Alere anticipates bringing the HIV viral load assay to market later in 2015, Cassey said. The firm is also currently developing assays on Alere q for Ebola, TB diagnosis, TB drug resistance testing, and hepatitis C testing.
Firms like Quidel and Cepheid are also developing or manufacturing molecular diagnostics platforms for low-resource settings, and have described similar test menus. It is unclear how these will ultimately compete, but subsidies could play a role.
Development of a low-cost, rapid, quantitative HIV test on Quidel's Savanna platform has been funded by grants from the Bill and Melinda Gates Foundation, as previously reported.
Cepheid's Xpert HIV-1 Viral Load assay is expected to begin shipping this month to customers in countries that accept CE marking. Under the auspices of ongoing TB eradication efforts, the Cepheid Xpert platforms have now been placed in 116 of 145 high-burden and developing countries under specially negotiated concessional pricing in a program managed by the Foundation for Innovative Diagnostics and the World Health Organization. As of December 31, 2014, WHO reports 3,763 instruments procured at a concessional price of around $17,000 each, excluding warranty costs and the price of test cartridges.
The Alere q, by comparison, "is approved by the Global Fund’s Expert Review Panel for Diagnostics process ... has been submitted for WHO pre-qualification, and is currently going through the registration process in various countries," Cassey said.
He further pointed out that Alere has "an established sales, marketing, and support infrastructure in developing world countries."
The platform also offers interesting options for data access and processing that may differentiate it from competitors.

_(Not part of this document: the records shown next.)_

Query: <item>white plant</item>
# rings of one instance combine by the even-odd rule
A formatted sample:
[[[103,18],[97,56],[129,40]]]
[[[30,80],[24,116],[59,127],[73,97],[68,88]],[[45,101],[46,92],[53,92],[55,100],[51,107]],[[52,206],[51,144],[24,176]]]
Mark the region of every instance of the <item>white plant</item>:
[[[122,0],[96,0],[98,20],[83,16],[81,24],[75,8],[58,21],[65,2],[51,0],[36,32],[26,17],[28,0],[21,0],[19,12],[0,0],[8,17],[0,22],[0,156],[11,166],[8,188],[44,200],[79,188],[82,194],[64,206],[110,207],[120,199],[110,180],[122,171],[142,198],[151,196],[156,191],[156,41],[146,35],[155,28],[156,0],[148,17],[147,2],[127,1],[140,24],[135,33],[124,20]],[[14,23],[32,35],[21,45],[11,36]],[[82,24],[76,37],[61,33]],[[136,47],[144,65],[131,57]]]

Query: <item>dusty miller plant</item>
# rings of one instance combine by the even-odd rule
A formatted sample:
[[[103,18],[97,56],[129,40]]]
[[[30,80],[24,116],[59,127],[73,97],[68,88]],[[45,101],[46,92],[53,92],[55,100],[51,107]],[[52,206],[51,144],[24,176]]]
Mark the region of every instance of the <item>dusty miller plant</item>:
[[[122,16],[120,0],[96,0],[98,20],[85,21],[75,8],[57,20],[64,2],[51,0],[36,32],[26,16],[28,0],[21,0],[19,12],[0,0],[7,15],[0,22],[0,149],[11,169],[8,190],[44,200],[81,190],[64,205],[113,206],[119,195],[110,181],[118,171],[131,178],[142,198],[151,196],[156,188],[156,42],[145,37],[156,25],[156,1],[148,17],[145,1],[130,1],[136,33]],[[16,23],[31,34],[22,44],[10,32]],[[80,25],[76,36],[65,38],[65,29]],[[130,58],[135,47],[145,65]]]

Its Data Point connectivity package delivers analyzer results to a central server, enabling customers to access data. "Regardless of how many analyzers are in the field, the portal allows near real-time monitoring of data, including usage patterns, device condition, and stock management," Cassey said.
Alere also offers products "for the complete continuum of HIV care, from initial screening and diagnosis, to staging, to ongoing monitoring," he noted.
"Molecular diagnostics at the point of care, with platforms like Alere i and Alere q, has the potential to be transformational in the field of diagnostics. Alere will continue to add content on these platforms and innovate in this area," Cassey asserted.
As far as additional regulatory intentions for Alere q in the US market, Cassey said that pursuit of FDA clearance is under consideration.